1. Classification at the data layer, not the model layer. Sensitive data needs to be tagged before the agent ever sees it. The vector store, the tool results, the document chunks — all need classification metadata that the orchestration layer can act on. If the agent retrieves a document tagged classification: CONFIDENTIAL, the framework should apply constraints before passing it to the model.
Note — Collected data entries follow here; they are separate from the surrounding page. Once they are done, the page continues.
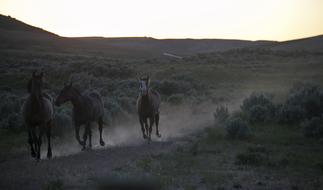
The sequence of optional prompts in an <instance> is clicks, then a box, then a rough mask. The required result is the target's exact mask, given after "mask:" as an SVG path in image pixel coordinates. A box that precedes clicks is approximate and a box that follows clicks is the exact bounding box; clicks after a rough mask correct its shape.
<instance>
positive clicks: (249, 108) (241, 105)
mask: <svg viewBox="0 0 323 190" xmlns="http://www.w3.org/2000/svg"><path fill="white" fill-rule="evenodd" d="M241 110H242V112H243V114H245V117H246V118H247V120H248V121H250V122H251V123H257V122H268V121H271V120H272V119H273V118H274V116H275V111H276V107H275V105H274V103H273V102H272V98H271V97H270V96H269V95H266V94H262V93H261V94H255V93H253V94H251V95H250V96H249V97H248V98H246V99H244V100H243V103H242V105H241Z"/></svg>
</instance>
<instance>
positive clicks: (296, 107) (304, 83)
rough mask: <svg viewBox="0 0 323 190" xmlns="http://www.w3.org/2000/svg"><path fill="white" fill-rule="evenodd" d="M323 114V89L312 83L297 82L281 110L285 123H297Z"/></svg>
mask: <svg viewBox="0 0 323 190" xmlns="http://www.w3.org/2000/svg"><path fill="white" fill-rule="evenodd" d="M322 114H323V90H322V88H320V87H319V86H318V85H315V84H311V83H301V84H296V85H294V87H293V88H292V89H291V90H290V92H289V94H288V98H287V100H286V102H285V103H284V105H283V106H281V110H280V112H279V118H280V121H281V122H283V123H297V122H301V121H304V120H305V119H311V118H312V117H320V116H321V115H322Z"/></svg>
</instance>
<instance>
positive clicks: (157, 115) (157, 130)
mask: <svg viewBox="0 0 323 190" xmlns="http://www.w3.org/2000/svg"><path fill="white" fill-rule="evenodd" d="M155 120H156V121H155V122H156V135H157V137H159V138H160V137H161V134H160V133H159V130H158V124H159V113H157V114H156V117H155Z"/></svg>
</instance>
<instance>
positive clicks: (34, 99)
mask: <svg viewBox="0 0 323 190" xmlns="http://www.w3.org/2000/svg"><path fill="white" fill-rule="evenodd" d="M41 93H42V92H40V93H39V94H38V93H35V92H31V93H30V99H31V104H32V105H33V107H40V106H41V103H42V101H41Z"/></svg>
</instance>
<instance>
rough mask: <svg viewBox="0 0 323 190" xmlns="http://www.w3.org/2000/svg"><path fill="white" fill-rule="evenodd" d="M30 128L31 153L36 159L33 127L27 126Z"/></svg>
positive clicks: (30, 147)
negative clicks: (32, 127)
mask: <svg viewBox="0 0 323 190" xmlns="http://www.w3.org/2000/svg"><path fill="white" fill-rule="evenodd" d="M27 128H28V143H29V145H30V152H31V156H32V157H33V158H34V157H35V156H36V153H35V150H34V140H33V136H32V129H31V126H27Z"/></svg>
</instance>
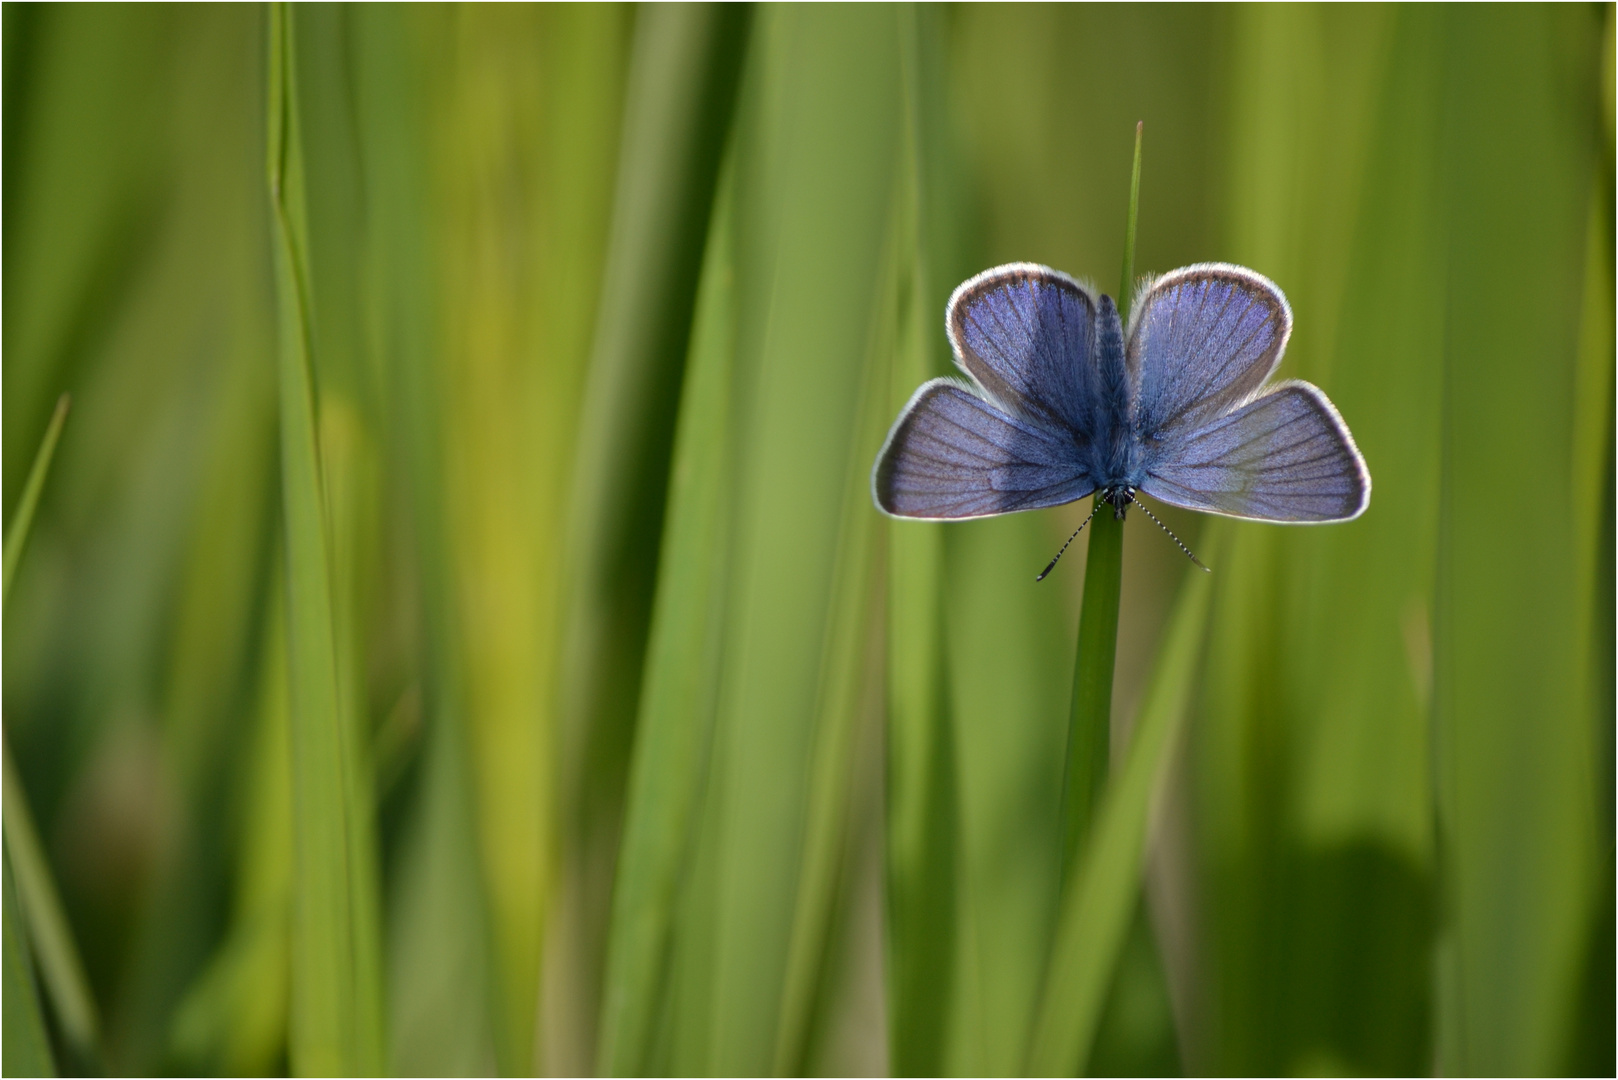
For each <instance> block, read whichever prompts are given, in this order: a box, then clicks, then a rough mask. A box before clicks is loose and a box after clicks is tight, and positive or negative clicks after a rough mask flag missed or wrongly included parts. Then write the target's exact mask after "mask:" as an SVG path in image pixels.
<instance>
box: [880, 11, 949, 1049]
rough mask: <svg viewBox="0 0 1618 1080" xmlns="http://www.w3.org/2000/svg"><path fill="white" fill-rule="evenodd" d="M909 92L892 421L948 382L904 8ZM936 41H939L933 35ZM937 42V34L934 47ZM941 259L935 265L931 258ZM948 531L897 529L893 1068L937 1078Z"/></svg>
mask: <svg viewBox="0 0 1618 1080" xmlns="http://www.w3.org/2000/svg"><path fill="white" fill-rule="evenodd" d="M898 18H900V49H901V60H903V70H904V76H906V83H904V105H906V110H904V121H906V130H904V160H903V164H901V167H903V173H901V176H900V194H898V199H896V206H895V228H893V235H895V246H896V253H895V254H893V256H892V257H893V259H896V261H898V266H896V267H895V274H896V275H898V280H895V282H893V283H892V285H890V290H893V291H901V295H903V296H904V303H903V304H901V306H900V309H898V313H895V316H893V317H895V319H896V321H898V329H900V334H898V340H896V342H895V356H893V361H892V379H890V385H888V390H887V405H888V419H892V416H896V415H898V411H900V410H901V408H903V406H904V403H906V402H908V400H909V398H911V395H914V393H916V387H917V385H921V384H922V382H925V381H927V379H930V377H934V376H937V374H942V369H943V368H945V363H943V359H942V358H940V351H942V348H940V345H942V342H940V340H938V332H937V311H935V309H932V301H934V293H935V291H937V290H935V283H934V280H932V279H934V275H935V274H937V270H935V269H934V261H935V253H932V251H930V248H932V243H930V241H932V240H934V238H932V235H930V230H929V223H930V222H929V220H927V209H929V202H927V196H929V194H932V193H929V189H927V185H929V181H930V180H932V175H930V170H929V165H930V164H932V162H929V160H927V152H929V151H930V149H932V147H930V146H929V142H930V134H932V133H930V131H929V128H927V121H929V120H930V117H929V110H930V108H932V107H934V105H935V100H934V94H935V87H934V86H932V79H930V78H929V76H930V74H932V71H930V68H929V66H927V65H929V63H930V62H932V60H934V57H932V55H930V53H932V52H935V50H937V44H935V42H934V40H929V37H930V36H935V28H932V26H929V24H927V19H929V18H930V13H927V11H919V10H916V8H914V6H911V5H906V6H903V8H900V11H898ZM929 31H932V32H934V34H929ZM924 36H929V37H924ZM930 256H932V257H930ZM943 581H945V534H943V529H942V528H940V526H937V525H932V523H925V525H924V523H914V521H898V520H893V521H888V523H887V610H888V625H887V646H888V651H887V664H888V670H887V682H888V695H887V696H888V701H887V706H888V716H887V755H885V756H887V814H885V824H887V847H885V858H887V866H885V871H887V881H885V891H887V912H888V925H887V965H888V986H887V991H888V1069H890V1070H892V1072H893V1075H937V1074H942V1072H943V1070H945V1061H947V1051H948V1046H947V1043H945V1040H942V1038H940V1036H938V1033H940V1031H942V1030H945V1027H947V1023H948V1014H950V1009H951V1006H953V1004H955V983H956V980H958V975H956V972H955V967H956V950H958V939H956V934H958V912H956V870H958V868H956V844H958V840H959V836H958V808H956V800H958V790H956V784H958V780H956V767H955V730H953V727H951V716H950V696H948V680H947V674H945V670H947V669H945V630H943V615H945V612H943Z"/></svg>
2. Approval gates on external actions. Any agent action that moves data outside its current context boundary — an email send, an API call, a file write — should require an explicit approval step when the data involved exceeds a certain classification threshold. Not a soft “are you sure?” but a hard block pending human sign-off.

3. Output inspection before delivery. A second pass before the agent’s response is delivered — not for content moderation, but for data pattern matching. Did the response include anything that looks like a customer email address, an internal document ID, a credential pattern? Flag or redact before it leaves.

4. Locality as a control boundary. This is the architectural argument for local-first AI that doesn’t get made often enough. If the model runs on your hardware, the data never leaves your network. You don’t need to trust a vendor’s data handling because the inference itself happens inside your perimeter. Local-first is DLP by default.

# What the architecture needs to look like:

[Data Layer]          → classification tags on every record
     ↓
[Retrieval Layer]     → classification-aware chunking and ranking
     ↓
[Orchestration Layer] → policy enforcement, approval gates
     ↓
[Model Inference]     → local or trust-bounded
     ↓
[Output Layer]        → pattern inspection before delivery
     ↓
[Action Layer]        → human-in-the-loop for external data movement

None of these components are exotic. All of them exist as individual tools. What doesn’t exist yet is a coherent, integrated stack that makes this the default rather than a custom enterprise build-out costing six figures.

The Compliance Train Is Coming

The regulatory landscape hasn’t fully caught up to agentic AI yet, but it will. GDPR’s right to access and right to erasure become extremely complicated when an LLM has read your customer’s data into its context window thousands of times. HIPAA’s covered entity requirements don’t have clean answers for agents that read patient records to answer scheduling questions.

The organizations deploying agents today are writing their own audit trail — or failing to. When the compliance questions arrive, the ones with structured classification, approval logs, and locality guarantees will have answers. The ones who told the model to “please be careful” will not.

The window is short. Right now, the teams deploying agents are early adopters. The compliance orgs haven’t arrived yet. That window is measured in months, not years. The teams building the right foundations now will be the ones with a competitive moat when the audit questions start coming.

Where This Lands for West AI Labs

This is the exact problem the Nebulus Stack was designed around — not as an afterthought, but as a core design constraint. Local inference means data never leaves. Approval-first orchestration means external actions require sign-off. Structured memory means the agent knows what it knows and why, with provenance.

We’re not there yet — no product is fully production-ready on this — but we’re building to the right spec. The DLP gap in agentic AI is real, it’s growing, and the organizations that solve it first will have something valuable to offer enterprises that are currently deploying blind.

Your AI agent has no idea what a secret is. That’s not a model problem. It’s an architecture problem. And architecture is where we work.